The iconic fountain is undergoing repairs after a particularly tough flood season.

photo by richard cook


If you’ve stopped by the Three Rivers Arts Festival in the past few days, you may have noticed that the Point State Park fountain is looking a bit … shorter … than usual.

That’s because the fountain’s 150-foot-tall center plume shut down, only about a month after it started up again for the summer.

Point State Park is a National Historic Landmark located where the Allegheny and Monongahela meet to form the Ohio river. Its large fountain has been the first thing many people entering the city see since it opened in 1974. Tourists are out of luck if it’s wintertime, though — the fountain only operates during the summer and fall.

Other parts of the fountain are still working — the waterfall feature and three shorter decorative water sprays are still running, according to the Pittsburgh Post-Gazette. And the plaza is still open to hikers, bikers and other visitors looking to dip their toes in the water or relax by the riverside.

But several floodings from earlier in the year affected three of the fountain’s pump lines, according to the Pittsburgh Tribune-Review, meaning that workers need to rebuild them before the center plume is up and running again. State park officials are unsure when the fountain will again be fully operational.

Point State Park was covered by flood waters four times in the winter and spring of 2018, leaving ice, mud and debris behind. The fountain plaza was closed during these times, along with the lower wharves and public restrooms.
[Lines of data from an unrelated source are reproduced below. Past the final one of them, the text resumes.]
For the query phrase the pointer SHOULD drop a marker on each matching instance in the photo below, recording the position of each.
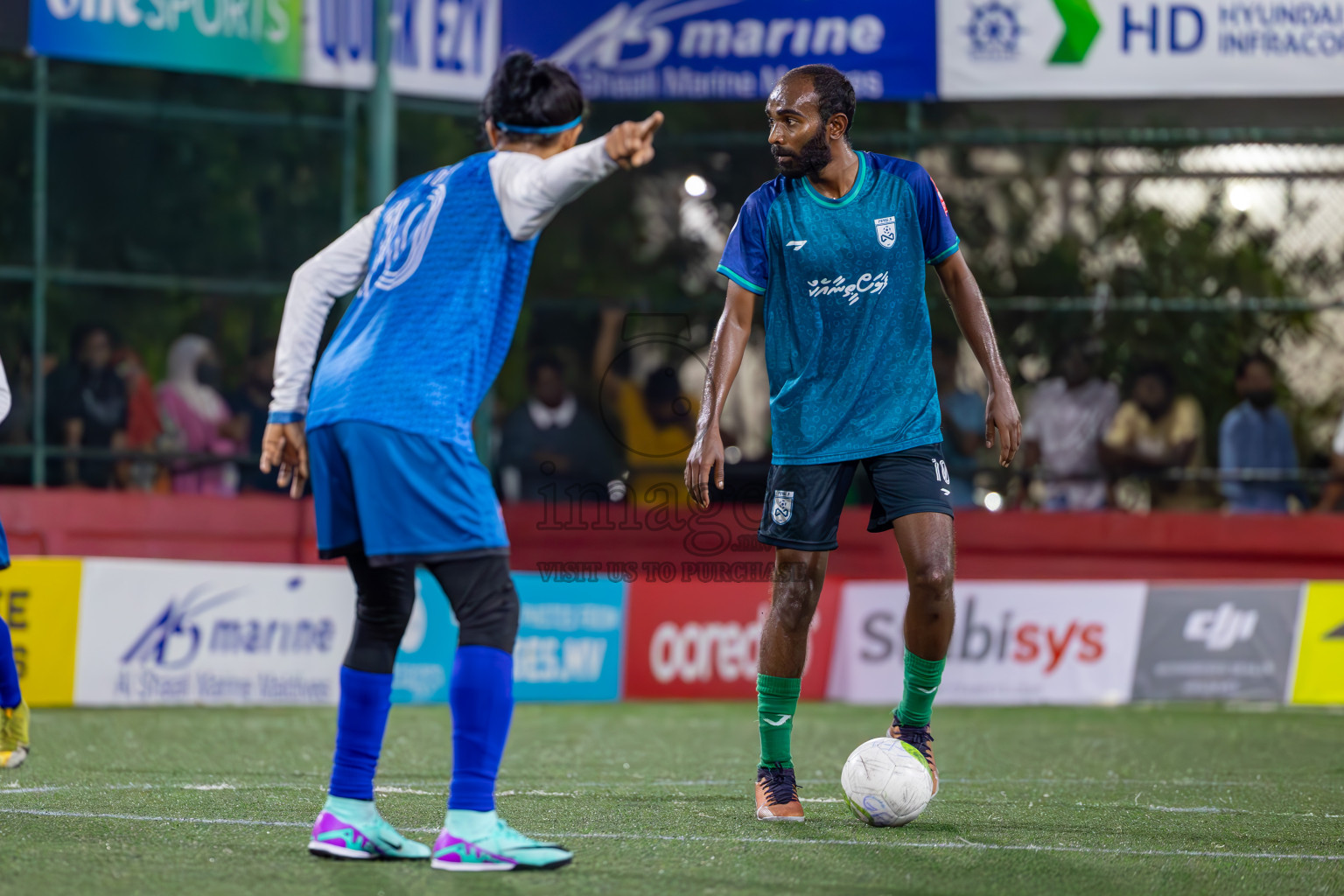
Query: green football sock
(777, 700)
(922, 680)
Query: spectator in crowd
(1256, 437)
(250, 404)
(745, 424)
(551, 449)
(197, 419)
(1063, 430)
(87, 409)
(1332, 496)
(17, 429)
(1153, 433)
(962, 424)
(657, 419)
(143, 424)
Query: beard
(809, 160)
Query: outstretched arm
(962, 293)
(533, 190)
(730, 343)
(315, 288)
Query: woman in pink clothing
(197, 419)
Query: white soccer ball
(886, 782)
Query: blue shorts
(399, 497)
(802, 502)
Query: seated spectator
(197, 419)
(551, 449)
(1156, 431)
(962, 424)
(250, 404)
(143, 424)
(1256, 436)
(656, 421)
(87, 409)
(1332, 496)
(1063, 433)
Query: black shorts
(802, 502)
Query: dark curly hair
(531, 94)
(835, 93)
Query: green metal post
(914, 121)
(382, 110)
(350, 133)
(39, 270)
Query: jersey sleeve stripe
(945, 254)
(741, 281)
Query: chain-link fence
(1190, 246)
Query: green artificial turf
(656, 798)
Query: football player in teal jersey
(836, 248)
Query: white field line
(394, 788)
(1032, 848)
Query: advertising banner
(702, 641)
(729, 49)
(160, 632)
(1055, 49)
(248, 38)
(445, 49)
(1320, 652)
(14, 24)
(1216, 642)
(569, 642)
(39, 599)
(1013, 642)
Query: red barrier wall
(718, 546)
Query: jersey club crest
(886, 231)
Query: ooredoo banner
(569, 642)
(702, 640)
(1013, 642)
(1093, 49)
(162, 632)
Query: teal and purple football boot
(354, 830)
(483, 841)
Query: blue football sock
(481, 696)
(10, 693)
(366, 699)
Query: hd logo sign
(1320, 659)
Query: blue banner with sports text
(729, 49)
(569, 642)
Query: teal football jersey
(847, 326)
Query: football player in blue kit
(386, 441)
(836, 248)
(14, 710)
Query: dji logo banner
(1222, 627)
(1216, 642)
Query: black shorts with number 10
(802, 502)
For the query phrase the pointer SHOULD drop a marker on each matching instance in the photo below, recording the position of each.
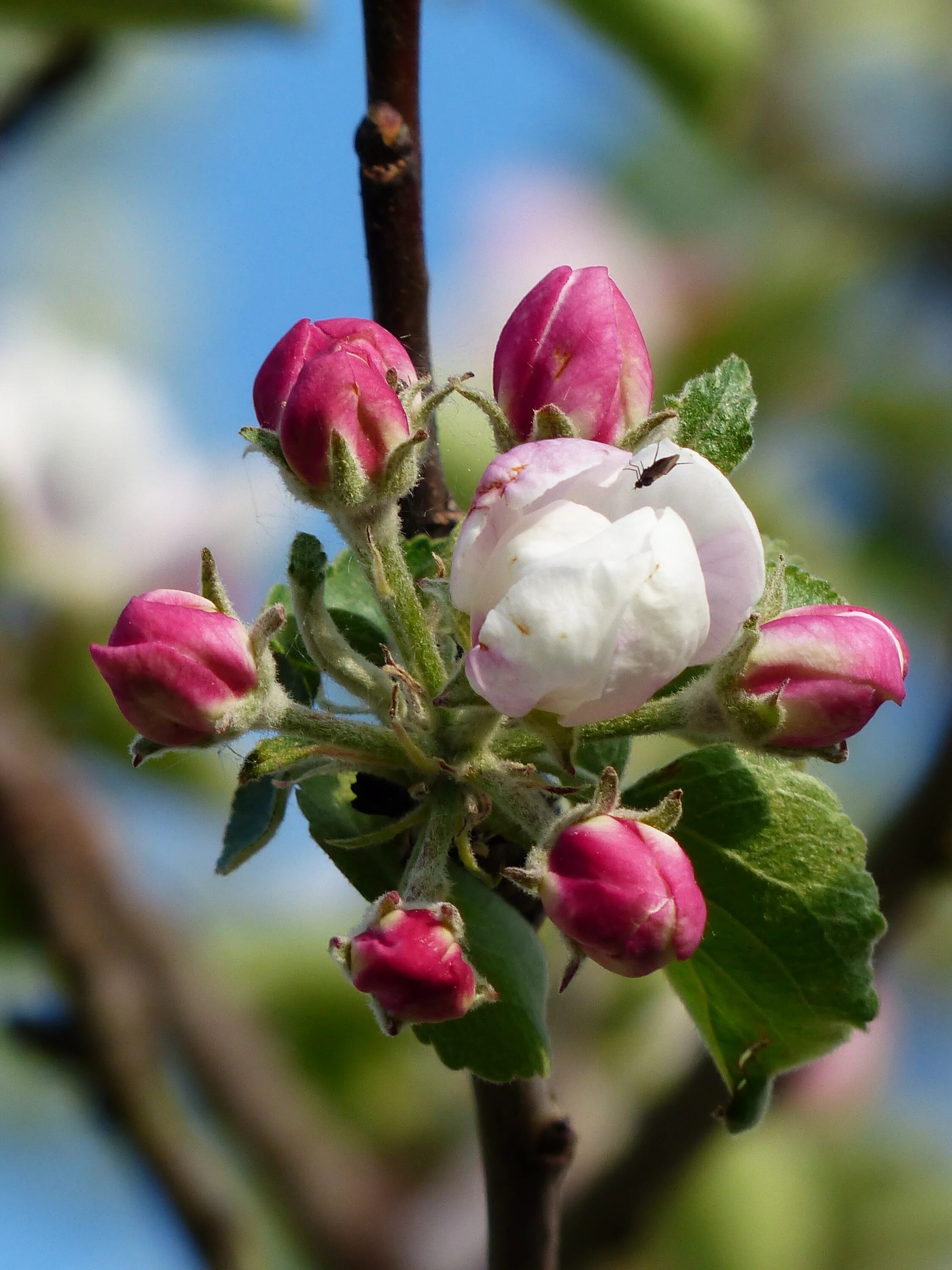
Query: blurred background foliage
(766, 178)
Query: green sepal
(347, 479)
(257, 812)
(110, 14)
(715, 412)
(550, 423)
(297, 674)
(800, 590)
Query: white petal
(724, 531)
(550, 642)
(662, 629)
(544, 533)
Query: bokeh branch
(527, 1146)
(614, 1211)
(136, 990)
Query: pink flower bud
(338, 392)
(625, 893)
(833, 665)
(177, 666)
(306, 340)
(574, 343)
(412, 963)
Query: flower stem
(663, 715)
(427, 877)
(342, 736)
(386, 568)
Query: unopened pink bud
(625, 893)
(574, 343)
(339, 393)
(412, 963)
(306, 340)
(177, 666)
(833, 665)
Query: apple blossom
(412, 962)
(834, 667)
(625, 893)
(587, 595)
(308, 340)
(341, 393)
(177, 667)
(573, 342)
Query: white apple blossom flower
(99, 489)
(588, 595)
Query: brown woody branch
(614, 1211)
(391, 191)
(136, 988)
(527, 1146)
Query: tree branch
(527, 1146)
(612, 1212)
(70, 60)
(389, 146)
(135, 986)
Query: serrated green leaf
(507, 1041)
(785, 969)
(715, 412)
(501, 1042)
(92, 14)
(325, 802)
(257, 812)
(593, 756)
(804, 588)
(297, 674)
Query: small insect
(655, 470)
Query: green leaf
(785, 969)
(363, 635)
(325, 802)
(715, 412)
(804, 588)
(501, 1042)
(704, 55)
(257, 812)
(280, 756)
(353, 605)
(508, 1039)
(594, 756)
(297, 674)
(91, 14)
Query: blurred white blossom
(101, 493)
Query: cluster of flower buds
(592, 578)
(337, 394)
(409, 959)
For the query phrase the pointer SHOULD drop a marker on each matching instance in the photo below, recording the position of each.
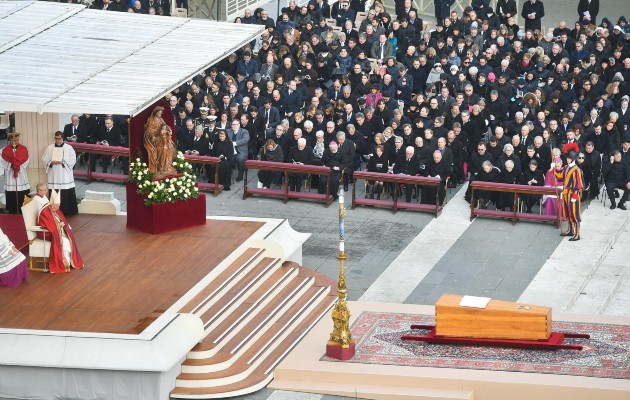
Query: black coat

This is not the first time the fountain has undergone construction — it was updated only five years ago. Riverlife began a campaign to renovate the Pittsburgh landmark in 2009 since its fountain pumps began to fail in the early 2000s. After a series of renovations costing about $10 million, the new fountain was unveiled at the 2013 Three Rivers Arts Festival. The renovated version is ADA-accessible and includes a reflecting pool, seating ring and LED lighting.